En 2013, à l'âge de 18 ans, Kyrgios devient no 1 mondial chez les juniors en remportant notamment le titre aux Internationaux d’Australie, pour la plus grande joie de son père Giorgos, né en Grèce, et de sa mère Norlaila, une Malaisienne, qui insistent beaucoup sur la discipline et le travail.

Dans sa famille, il n'est pas le premier à sortir des sentiers battus : sa mère est née au sein de la famille royale de l'État malais de Selangor, mais a renoncé à son titre lorsqu'elle s'est installée en Australie.

Depuis son arrivée dans le circuit mondial, Kyrgios, passionné de basket et partisan inconditionnel des Celtics de Boston, n'a pas eu d'entraîneur. Et il ne semble toujours pas favorable à l'idée, préférant s'entourer d'amis et de sa petite amie du moment, un rôle longtemps tenu par la joueuse Ajla Tomljanovic, qualifiée elle aussi pour les quarts à l'All England Club.

Je ne pense tout simplement pas qu'un coach soit prêt pour moi et je veux lui épargner cela, car sinon ce serait un cauchemar, affirme le natif de Canberra.

Je n'aime pas écouter les conseils pour être tout à fait honnête, résume-t-il.

Il est étendu sur un terrain et porte les mains à son visage.

Nick Kyrgios

Photo : Getty Images / Jack Thomas

Depuis ses débuts à l'ATP en 2013, le 40e joueur mondial n'a remporté que six titres, le dernier en 2019 à Washington, mais a déjà payé plus de 545 000 $ CA d'amendes pour des infractions comme le manque d'effort lors d'un match, des raquettes fracassées, des crachats en direction des spectateurs et le jet d'une chaise sur le court.

Le signe d'un mal-être qui l'a poussé à avoir des pensées suicidaires, à s'être drogué et automutilé en 2019, avait-il révélé dans un message Instagram.

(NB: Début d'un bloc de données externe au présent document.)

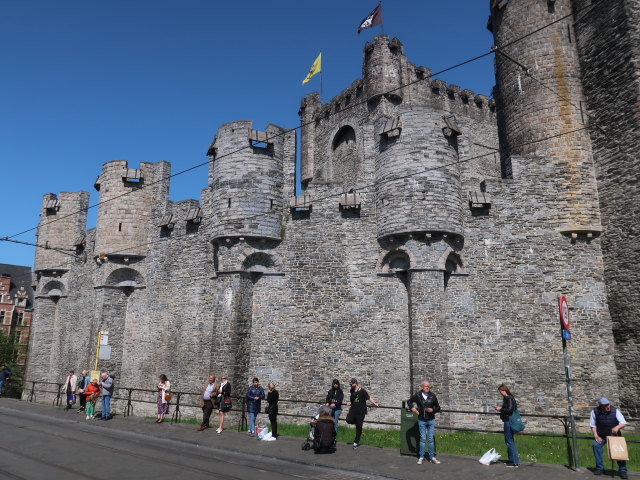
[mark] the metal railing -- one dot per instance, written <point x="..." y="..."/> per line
<point x="178" y="402"/>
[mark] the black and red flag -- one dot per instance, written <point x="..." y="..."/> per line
<point x="372" y="20"/>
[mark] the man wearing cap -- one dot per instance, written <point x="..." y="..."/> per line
<point x="606" y="421"/>
<point x="358" y="410"/>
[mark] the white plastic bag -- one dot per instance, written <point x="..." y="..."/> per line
<point x="490" y="457"/>
<point x="263" y="431"/>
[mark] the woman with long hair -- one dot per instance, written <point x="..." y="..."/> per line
<point x="509" y="405"/>
<point x="272" y="407"/>
<point x="164" y="387"/>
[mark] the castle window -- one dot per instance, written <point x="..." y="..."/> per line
<point x="194" y="215"/>
<point x="391" y="128"/>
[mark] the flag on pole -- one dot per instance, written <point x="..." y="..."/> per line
<point x="372" y="20"/>
<point x="315" y="68"/>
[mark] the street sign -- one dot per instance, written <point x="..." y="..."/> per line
<point x="564" y="313"/>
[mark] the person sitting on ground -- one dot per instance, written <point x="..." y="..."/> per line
<point x="324" y="433"/>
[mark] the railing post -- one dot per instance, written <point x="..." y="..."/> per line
<point x="32" y="392"/>
<point x="127" y="411"/>
<point x="56" y="402"/>
<point x="175" y="418"/>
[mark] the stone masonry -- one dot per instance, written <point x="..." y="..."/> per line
<point x="433" y="235"/>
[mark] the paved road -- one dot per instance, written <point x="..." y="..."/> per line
<point x="43" y="442"/>
<point x="34" y="447"/>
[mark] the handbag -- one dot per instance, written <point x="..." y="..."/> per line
<point x="351" y="418"/>
<point x="517" y="425"/>
<point x="489" y="457"/>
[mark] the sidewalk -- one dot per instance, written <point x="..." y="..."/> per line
<point x="381" y="462"/>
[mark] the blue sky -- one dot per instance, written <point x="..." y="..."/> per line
<point x="85" y="82"/>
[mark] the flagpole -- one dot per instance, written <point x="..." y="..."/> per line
<point x="321" y="77"/>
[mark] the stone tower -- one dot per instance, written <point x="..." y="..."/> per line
<point x="127" y="197"/>
<point x="62" y="225"/>
<point x="545" y="101"/>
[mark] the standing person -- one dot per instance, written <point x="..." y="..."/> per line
<point x="5" y="374"/>
<point x="506" y="410"/>
<point x="606" y="421"/>
<point x="357" y="412"/>
<point x="83" y="381"/>
<point x="224" y="401"/>
<point x="424" y="403"/>
<point x="106" y="390"/>
<point x="91" y="394"/>
<point x="209" y="392"/>
<point x="164" y="387"/>
<point x="69" y="388"/>
<point x="272" y="407"/>
<point x="255" y="393"/>
<point x="335" y="397"/>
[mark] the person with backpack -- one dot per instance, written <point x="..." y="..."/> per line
<point x="324" y="433"/>
<point x="5" y="374"/>
<point x="335" y="397"/>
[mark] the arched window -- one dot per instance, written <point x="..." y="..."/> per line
<point x="344" y="158"/>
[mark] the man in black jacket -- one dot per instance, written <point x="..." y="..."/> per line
<point x="425" y="404"/>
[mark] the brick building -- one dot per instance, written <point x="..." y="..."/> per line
<point x="16" y="306"/>
<point x="434" y="232"/>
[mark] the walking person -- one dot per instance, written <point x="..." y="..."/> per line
<point x="272" y="408"/>
<point x="106" y="390"/>
<point x="209" y="392"/>
<point x="506" y="410"/>
<point x="69" y="388"/>
<point x="91" y="394"/>
<point x="606" y="421"/>
<point x="358" y="403"/>
<point x="335" y="397"/>
<point x="224" y="401"/>
<point x="424" y="403"/>
<point x="163" y="398"/>
<point x="255" y="393"/>
<point x="5" y="375"/>
<point x="83" y="381"/>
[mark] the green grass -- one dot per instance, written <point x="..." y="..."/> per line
<point x="530" y="449"/>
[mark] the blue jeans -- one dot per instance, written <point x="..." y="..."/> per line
<point x="597" y="452"/>
<point x="336" y="417"/>
<point x="252" y="421"/>
<point x="106" y="406"/>
<point x="427" y="428"/>
<point x="512" y="451"/>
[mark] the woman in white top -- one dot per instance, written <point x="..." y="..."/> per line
<point x="163" y="398"/>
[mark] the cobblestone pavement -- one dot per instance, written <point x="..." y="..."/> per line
<point x="43" y="442"/>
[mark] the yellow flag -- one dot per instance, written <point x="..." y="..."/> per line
<point x="315" y="68"/>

Je me regarde dans le miroir tous les jours, et je sais que je suis en paix avec moi-même, a-t-il plus récemment déclaré à ABC News.

Je ne me soucie pas vraiment de ne pas gagner un tournoi du grand chelem un jour [...] Je sais au fond de moi, et les gens qui m'entourent le savent, que je suis une bonne personne.

Kyrgios n'a pas fini de défrayer la chronique : il a été cité à comparaître le 2 août devant un tribunal de Canberra pour agression sur une jeune femme.